Brasilianische Ermittler haben erklärt, sie untersuchen, ob es sich um tierisches oder menschliches Blut handelt.

Die Entwicklung kommt Tage nach Dom Phillips, einem freiberuflichen Reporter, der für die geschrieben hat Wächterund Bruno Pereira, der für die föderale indigene Agentur Funai gearbeitet hat, verschwand.

Das Paar war auf einer Berichtsreise im Javari-Tal gewesen, einem Dschungelgebiet nahe der brasilianischen Grenze zu Kolumbien und Peru.

Die Ermittler glauben, dass ihr Verschwinden mit der organisierten Kriminalität in Verbindung gebracht werden könnte, da Herr Pereira kürzlich von Fischern bedroht worden war, die geschützte Arten wildern.

„Die wichtigste kriminelle Hypothese zu diesem Zeitpunkt ist, dass die beteiligten Personen und ihr Motiv mit illegalen Fischerei- und Wildereiaktivitäten in indigenen Gebieten zusammenhingen“, sagte ein Bundespolizist gegenüber Reuters.

Amarildo da Costa, ein Fischer aus der Stadt Atalaia do Norte, wurde von den Behörden festgenommen und des Besitzes eingeschränkter Munition angeklagt. Sie sagen, er war einer der letzten, die Herrn Phillips und Herrn Pereira gesehen haben.

Sein Anwalt hat bestritten, dass er in irgendeiner Weise mit dem Verschwinden der Männer in Verbindung gebracht wird, und darauf bestanden, dass sein Mandant nur legal gefischt habe.

Die Familien des vermissten Paares haben die brasilianische Regierung aufgefordert, alles zu tun, um bei der Suche nach den Männern zu helfen.

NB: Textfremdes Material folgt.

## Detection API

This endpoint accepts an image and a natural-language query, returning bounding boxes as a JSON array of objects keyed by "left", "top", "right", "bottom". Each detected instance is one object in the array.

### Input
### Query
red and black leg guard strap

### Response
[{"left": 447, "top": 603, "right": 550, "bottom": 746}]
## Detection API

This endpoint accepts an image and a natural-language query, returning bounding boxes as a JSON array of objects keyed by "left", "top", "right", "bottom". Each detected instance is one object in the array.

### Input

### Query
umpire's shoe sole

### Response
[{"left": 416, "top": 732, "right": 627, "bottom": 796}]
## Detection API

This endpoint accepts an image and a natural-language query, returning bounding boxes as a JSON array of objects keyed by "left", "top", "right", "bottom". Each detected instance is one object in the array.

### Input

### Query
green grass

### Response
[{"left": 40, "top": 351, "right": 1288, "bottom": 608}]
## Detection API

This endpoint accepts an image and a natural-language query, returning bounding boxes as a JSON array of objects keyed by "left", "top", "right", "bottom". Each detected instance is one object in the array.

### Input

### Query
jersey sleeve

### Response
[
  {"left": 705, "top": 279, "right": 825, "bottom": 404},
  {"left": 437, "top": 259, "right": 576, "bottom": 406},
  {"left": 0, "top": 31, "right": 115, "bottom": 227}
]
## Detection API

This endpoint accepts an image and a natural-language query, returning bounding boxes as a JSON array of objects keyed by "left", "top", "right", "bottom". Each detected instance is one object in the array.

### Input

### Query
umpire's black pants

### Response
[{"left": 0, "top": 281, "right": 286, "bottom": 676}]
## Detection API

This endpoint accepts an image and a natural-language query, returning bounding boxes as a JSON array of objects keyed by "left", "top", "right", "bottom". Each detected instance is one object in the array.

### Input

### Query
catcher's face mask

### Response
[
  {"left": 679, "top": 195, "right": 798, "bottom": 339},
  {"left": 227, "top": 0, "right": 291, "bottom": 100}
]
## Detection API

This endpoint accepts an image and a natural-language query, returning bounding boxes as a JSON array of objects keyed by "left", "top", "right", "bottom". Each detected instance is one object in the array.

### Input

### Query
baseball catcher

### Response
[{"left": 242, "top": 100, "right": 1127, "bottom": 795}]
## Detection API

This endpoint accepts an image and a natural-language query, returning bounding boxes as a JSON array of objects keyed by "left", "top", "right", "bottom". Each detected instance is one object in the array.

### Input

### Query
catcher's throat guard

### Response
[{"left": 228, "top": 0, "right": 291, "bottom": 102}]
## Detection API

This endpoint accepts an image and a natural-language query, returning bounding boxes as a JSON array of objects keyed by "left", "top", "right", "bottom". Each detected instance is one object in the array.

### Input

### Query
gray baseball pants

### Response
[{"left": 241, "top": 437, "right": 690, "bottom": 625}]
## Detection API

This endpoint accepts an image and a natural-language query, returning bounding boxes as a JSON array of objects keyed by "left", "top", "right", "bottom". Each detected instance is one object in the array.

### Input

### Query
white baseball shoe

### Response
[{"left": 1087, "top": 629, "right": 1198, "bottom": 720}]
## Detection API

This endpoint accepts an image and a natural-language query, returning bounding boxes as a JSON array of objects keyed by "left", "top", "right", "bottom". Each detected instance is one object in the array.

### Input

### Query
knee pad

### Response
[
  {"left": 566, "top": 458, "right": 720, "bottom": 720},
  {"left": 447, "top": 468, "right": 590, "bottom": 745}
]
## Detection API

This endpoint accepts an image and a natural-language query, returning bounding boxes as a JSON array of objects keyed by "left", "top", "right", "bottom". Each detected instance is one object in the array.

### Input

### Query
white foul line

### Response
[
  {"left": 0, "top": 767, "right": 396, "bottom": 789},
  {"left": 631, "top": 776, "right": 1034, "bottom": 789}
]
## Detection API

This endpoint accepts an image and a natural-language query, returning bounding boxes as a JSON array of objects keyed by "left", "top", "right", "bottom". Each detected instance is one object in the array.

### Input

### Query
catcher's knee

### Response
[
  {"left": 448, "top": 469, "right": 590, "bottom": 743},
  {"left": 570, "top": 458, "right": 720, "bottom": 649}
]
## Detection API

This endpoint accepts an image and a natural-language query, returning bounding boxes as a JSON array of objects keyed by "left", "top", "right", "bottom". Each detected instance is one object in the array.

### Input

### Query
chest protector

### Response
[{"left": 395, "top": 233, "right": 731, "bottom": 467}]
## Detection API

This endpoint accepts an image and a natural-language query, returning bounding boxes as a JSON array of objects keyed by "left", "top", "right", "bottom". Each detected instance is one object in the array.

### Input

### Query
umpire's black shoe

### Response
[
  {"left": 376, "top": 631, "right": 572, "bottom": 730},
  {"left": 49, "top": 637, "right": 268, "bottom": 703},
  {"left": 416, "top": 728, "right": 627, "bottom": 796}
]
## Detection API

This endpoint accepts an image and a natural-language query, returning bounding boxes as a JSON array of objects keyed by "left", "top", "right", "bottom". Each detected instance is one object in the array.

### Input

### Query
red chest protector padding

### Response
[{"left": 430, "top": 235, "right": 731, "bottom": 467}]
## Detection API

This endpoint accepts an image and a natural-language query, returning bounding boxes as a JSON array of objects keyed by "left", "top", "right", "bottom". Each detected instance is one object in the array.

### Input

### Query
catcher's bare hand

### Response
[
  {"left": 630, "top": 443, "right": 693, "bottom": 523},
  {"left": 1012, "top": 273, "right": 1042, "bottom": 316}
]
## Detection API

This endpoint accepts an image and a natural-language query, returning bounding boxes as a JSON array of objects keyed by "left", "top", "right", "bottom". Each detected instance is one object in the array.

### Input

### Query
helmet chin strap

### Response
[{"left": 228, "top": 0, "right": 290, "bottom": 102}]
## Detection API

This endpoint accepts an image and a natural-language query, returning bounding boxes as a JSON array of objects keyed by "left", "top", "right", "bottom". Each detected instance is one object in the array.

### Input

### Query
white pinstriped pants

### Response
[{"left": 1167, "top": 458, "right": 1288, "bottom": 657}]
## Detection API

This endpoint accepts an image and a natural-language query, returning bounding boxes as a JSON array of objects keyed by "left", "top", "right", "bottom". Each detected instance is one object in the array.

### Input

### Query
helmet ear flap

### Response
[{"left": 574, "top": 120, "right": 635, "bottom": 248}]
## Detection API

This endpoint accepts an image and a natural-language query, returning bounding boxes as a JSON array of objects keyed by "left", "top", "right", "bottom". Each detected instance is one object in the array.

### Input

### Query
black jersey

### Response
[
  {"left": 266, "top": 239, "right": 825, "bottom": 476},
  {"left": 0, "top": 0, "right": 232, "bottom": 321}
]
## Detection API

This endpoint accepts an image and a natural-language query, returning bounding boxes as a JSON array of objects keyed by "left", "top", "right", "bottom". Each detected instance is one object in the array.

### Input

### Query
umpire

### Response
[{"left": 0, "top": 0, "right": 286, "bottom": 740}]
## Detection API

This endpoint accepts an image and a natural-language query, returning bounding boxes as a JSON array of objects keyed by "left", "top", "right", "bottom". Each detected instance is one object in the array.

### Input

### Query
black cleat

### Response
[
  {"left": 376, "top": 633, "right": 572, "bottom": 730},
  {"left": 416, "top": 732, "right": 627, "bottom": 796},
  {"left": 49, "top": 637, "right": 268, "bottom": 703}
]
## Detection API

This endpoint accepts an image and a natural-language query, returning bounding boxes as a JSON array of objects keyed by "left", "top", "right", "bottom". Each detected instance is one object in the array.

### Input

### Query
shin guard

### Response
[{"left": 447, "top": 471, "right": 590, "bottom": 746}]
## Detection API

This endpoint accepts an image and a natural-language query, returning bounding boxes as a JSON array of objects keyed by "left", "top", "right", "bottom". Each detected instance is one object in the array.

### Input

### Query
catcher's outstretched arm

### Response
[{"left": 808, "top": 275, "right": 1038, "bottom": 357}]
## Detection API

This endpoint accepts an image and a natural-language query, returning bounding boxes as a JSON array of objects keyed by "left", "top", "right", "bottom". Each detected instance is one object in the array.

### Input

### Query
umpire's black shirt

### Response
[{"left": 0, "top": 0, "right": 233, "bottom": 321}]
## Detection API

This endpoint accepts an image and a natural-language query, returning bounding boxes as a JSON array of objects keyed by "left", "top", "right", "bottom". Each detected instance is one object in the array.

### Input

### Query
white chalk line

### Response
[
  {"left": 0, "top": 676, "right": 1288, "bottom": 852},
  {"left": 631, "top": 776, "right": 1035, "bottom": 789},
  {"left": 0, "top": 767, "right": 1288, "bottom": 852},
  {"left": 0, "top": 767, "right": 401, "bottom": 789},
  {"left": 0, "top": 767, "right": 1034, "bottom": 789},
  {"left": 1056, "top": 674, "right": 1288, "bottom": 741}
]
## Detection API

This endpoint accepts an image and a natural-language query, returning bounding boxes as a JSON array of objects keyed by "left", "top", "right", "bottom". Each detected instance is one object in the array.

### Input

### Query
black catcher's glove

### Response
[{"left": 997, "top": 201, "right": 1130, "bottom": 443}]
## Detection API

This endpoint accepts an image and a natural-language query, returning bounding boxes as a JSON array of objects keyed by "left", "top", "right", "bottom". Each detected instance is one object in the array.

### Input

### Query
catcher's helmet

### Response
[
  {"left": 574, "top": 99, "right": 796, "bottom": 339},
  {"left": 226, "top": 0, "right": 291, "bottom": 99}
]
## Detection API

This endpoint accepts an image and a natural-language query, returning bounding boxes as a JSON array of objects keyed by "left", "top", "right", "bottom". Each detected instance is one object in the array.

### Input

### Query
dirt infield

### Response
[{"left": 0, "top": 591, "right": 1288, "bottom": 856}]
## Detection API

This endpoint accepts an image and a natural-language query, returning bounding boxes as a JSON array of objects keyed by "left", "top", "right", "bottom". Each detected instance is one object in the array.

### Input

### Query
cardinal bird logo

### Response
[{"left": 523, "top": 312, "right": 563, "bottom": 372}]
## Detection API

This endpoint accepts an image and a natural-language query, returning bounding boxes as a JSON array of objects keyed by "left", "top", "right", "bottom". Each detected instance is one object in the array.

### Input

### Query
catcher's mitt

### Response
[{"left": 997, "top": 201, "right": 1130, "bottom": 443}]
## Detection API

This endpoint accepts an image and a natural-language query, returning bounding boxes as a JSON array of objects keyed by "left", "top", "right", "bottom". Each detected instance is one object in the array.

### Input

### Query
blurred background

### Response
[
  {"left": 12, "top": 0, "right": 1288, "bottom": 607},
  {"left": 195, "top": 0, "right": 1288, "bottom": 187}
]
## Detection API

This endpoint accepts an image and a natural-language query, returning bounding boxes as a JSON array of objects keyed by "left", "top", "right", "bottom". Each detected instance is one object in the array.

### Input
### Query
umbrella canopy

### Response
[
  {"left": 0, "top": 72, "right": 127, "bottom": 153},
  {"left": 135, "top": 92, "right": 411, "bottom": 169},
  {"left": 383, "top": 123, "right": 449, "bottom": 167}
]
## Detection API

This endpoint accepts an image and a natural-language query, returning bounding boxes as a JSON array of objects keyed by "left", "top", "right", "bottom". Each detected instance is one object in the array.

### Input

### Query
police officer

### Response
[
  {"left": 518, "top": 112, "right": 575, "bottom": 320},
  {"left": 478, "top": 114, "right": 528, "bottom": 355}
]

Prominente wie der Fußballer Pelé haben diese Bitten wiederholt. „Der Kampf für den Erhalt des Amazonas-Regenwaldes und der indigenen Gruppen gehört uns allen“, sagte der 81-Jährige.

„Ich bin bewegt vom Verschwinden von Dom Phillips und Bruno Ferreira, die ihr Leben dieser Sache widmen. Ich schließe mich den vielen Stimmen an, die dazu aufrufen, die Suche zu intensivieren“, fügte er hinzu.

„Lasst uns zu Gott beten, dass sie noch am Leben sind“, sagte Jair Bolsonaro, der brasilianische Präsident, und merkte an, dass „diese Chancen mit jedem Tag schwinden“.

Laut dem brasilianischen Justizminister Anderson Torres beteiligen sich derzeit 300 Menschen, zwei Flugzeuge und 20 Boote an der Suchaktion.